Love is patient and kind; love does not envy or boast; it is not arrogant or rude. It does not insist on its own way; it is not irritable or resentful; it does not rejoice at wrongdoing, but rejoices with the truth. Love bears all things, believes all things, hopes all things, endures all things.

Love never ends. As for prophecies, they will pass away; as for tongues, they will cease; as for knowledge, it will pass away. For we know in part and we prophesy in part, but when the perfect comes, the partial will pass away. When I was a child, I spoke like a child, I thought like a child, I reasoned like a child. When I became a man, I gave up childish ways. For now we see in a mirror dimly, but then face to face. Now I know in part; then I shall know fully, even as I have been fully known.

So now faith, hope, and love abide, these three; but the greatest of these is love.

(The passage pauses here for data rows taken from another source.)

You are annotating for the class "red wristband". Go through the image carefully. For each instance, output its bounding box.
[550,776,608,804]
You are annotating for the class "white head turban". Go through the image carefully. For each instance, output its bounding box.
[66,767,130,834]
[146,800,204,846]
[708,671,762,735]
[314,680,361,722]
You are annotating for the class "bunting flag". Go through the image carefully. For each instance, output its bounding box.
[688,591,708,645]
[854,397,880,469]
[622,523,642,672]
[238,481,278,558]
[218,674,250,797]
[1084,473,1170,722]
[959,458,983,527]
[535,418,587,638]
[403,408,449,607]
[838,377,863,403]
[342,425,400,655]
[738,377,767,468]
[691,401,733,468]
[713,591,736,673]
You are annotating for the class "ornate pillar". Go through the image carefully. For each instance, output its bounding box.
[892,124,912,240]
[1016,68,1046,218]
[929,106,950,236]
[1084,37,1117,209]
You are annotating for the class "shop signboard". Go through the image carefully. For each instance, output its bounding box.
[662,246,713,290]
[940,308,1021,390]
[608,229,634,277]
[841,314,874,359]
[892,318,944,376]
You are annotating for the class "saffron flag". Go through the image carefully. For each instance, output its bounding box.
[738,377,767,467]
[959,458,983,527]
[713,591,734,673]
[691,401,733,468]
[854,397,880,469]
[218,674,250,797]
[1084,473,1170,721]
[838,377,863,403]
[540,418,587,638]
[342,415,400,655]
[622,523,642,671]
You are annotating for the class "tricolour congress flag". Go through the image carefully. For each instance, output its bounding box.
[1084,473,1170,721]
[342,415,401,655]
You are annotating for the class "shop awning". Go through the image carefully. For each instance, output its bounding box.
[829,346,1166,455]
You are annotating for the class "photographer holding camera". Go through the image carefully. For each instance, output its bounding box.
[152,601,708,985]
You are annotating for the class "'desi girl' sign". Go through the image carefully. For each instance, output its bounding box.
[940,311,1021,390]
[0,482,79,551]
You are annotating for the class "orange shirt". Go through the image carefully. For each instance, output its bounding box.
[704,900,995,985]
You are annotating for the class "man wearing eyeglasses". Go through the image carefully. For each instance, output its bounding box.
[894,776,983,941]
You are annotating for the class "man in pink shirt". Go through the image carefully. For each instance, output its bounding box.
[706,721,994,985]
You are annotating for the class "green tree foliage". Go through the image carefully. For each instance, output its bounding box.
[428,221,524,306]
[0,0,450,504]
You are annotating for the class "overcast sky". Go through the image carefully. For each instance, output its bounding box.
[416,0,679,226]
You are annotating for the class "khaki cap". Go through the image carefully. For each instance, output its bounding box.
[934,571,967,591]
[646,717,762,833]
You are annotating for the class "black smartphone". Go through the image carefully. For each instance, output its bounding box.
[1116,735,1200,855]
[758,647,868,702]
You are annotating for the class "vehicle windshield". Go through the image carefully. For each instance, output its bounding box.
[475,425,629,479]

(1 Corinthians 12:27-13:13 ESV)

What is love: It is choices, made for others. It is putting the best interests of others before yourself. It is remaining continent so your beloved spouse has joy in your passion. It is getting up at two am to care for a sick child. It is comforting the anxious. It is holding your beloved when she has Crossfit Lung. It is hoping and praying for your son’s exam results.

And it is praying for those in your family who have fallen, and hoping they return. It is not accepting their fallen state, but confronting them.

It is the hope that all come to Christ. At this time love is not accepted, because love is telling the truth for their best, and that is called hate speech.

For the passions and issues of this season will pass. The current causes of Hate Speech will fade. The Cadre will grow up, and leave the narrative, when reality hits them.

But Faith, Hope and Love will abide.